Poor Man's Data Platform is a lightweight event-driven data platform built with FastAPI, Streamlit, DeltaLake, and message queues. It allows easy event production, event storage, and analytics with a simple, user-friendly interface.
The platform includes:
- A producer of events
- An API to receive events
- A message queue to buffer events
- Event storage in DeltaLake
- A Streamlit interface to configure and monitor the system
- Analytical tools to compute metrics from stored data and visualize them
- Description: The producer will generate events that will be sent to the API endpoint.
- Tasks:
- Implement an event producer (this could be as simple as generating fake events or simulating event data).
- Define the event structure (e.g., JSON with fields like timestamp, event type, payload).
- Make the producer configurable via a Streamlit UI for easy management of event generation parameters.
Technologies: Python, Streamlit
- Description: Create a FastAPI server to receive events and send them to a message queue.
- Tasks:
- Set up FastAPI to expose a POST endpoint for receiving events.
- Validate incoming event data (e.g., check schema integrity).
- Implement a message queue to buffer and send events to downstream services (e.g., using RabbitMQ, Kafka, or Redis).
Technologies: FastAPI, Pydantic (for validation), message queue library (e.g., pika for RabbitMQ or aiokafka for Kafka)
- Description: Use a message queue to handle event buffering between the API and DeltaLake storage.
- Tasks:
- Set up a message queue (choose between RabbitMQ, Kafka, or Redis Pub/Sub).
- Integrate FastAPI with the message queue to publish events to the queue.
- Set up message consumers to listen to the queue and process incoming events.
Technologies: RabbitMQ/Kafka/Redis, Celery (optional for background processing)
- Description: Store incoming events into DeltaLake for reliable, transactional storage.
- Tasks:
- Set up DeltaLake storage on a local or cloud-based file system (e.g., using Delta format in Spark or with the
deltalakePython library). - Use the DeltaRS connector (for Rust-based Delta Lake integration) or
deltaPython library for DeltaLake interactions. - Design a table schema for storing event data (e.g., partitioning by event timestamp).
- Ensure that event data is ingested in real-time into DeltaLake from the message queue.
- Set up DeltaLake storage on a local or cloud-based file system (e.g., using Delta format in Spark or with the
Technologies: DeltaLake, deltalake (Python library), Spark or local file system (e.g., S3, HDFS)

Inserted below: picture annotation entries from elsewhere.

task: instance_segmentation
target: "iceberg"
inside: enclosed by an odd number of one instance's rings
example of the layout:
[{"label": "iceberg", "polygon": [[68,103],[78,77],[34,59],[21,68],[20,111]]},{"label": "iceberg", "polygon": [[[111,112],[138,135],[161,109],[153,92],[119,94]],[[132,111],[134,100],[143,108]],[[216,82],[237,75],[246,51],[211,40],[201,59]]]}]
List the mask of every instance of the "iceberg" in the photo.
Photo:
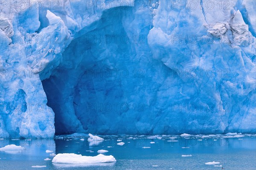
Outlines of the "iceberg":
[{"label": "iceberg", "polygon": [[12,144],[0,148],[0,151],[3,151],[10,153],[15,153],[21,152],[23,149],[25,149],[25,148],[21,146],[17,146],[15,144]]},{"label": "iceberg", "polygon": [[122,146],[125,144],[125,142],[119,142],[116,144],[118,145]]},{"label": "iceberg", "polygon": [[256,133],[255,1],[15,1],[0,137]]},{"label": "iceberg", "polygon": [[31,167],[36,167],[36,168],[40,168],[40,167],[46,167],[46,165],[33,165],[31,166]]},{"label": "iceberg", "polygon": [[98,152],[99,153],[105,153],[108,152],[108,150],[101,149],[100,150],[99,150],[97,152]]},{"label": "iceberg", "polygon": [[207,164],[207,165],[215,165],[216,164],[219,164],[220,162],[215,162],[214,161],[212,162],[207,162],[205,163],[205,164]]},{"label": "iceberg", "polygon": [[61,164],[94,164],[116,162],[113,156],[100,154],[95,156],[82,156],[75,153],[58,153],[52,161]]}]

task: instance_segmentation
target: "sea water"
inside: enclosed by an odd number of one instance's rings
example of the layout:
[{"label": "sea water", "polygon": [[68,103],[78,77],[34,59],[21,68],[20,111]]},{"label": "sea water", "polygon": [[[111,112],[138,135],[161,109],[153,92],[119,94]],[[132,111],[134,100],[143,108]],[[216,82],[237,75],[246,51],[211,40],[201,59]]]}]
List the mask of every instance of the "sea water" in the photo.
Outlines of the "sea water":
[{"label": "sea water", "polygon": [[[13,144],[25,149],[0,152],[0,169],[221,170],[222,167],[227,170],[256,169],[256,135],[254,134],[101,137],[105,140],[93,144],[88,142],[85,136],[67,135],[29,140],[1,139],[0,147]],[[117,144],[121,142],[125,144]],[[113,156],[116,162],[84,164],[52,162],[55,154],[96,156],[100,150],[108,150],[104,154]],[[44,160],[47,158],[50,160]],[[205,164],[213,161],[219,164]]]}]

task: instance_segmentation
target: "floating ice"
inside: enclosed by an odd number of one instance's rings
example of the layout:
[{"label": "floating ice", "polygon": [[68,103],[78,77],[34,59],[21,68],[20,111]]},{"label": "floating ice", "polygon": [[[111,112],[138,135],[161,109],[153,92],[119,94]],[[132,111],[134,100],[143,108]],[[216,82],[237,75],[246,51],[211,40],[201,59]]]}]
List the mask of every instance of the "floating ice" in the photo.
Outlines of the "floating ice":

- Description: Provide an interface to configure and run the event producer from a Streamlit app.
- Tasks:
- Create a Streamlit dashboard to configure event parameters like frequency, event types, and payload structure.
- Include a button to start and stop the event producer.
- Display logs or output showing the events being produced in real-time.
Technologies: Streamlit, Python (for logic and configuration)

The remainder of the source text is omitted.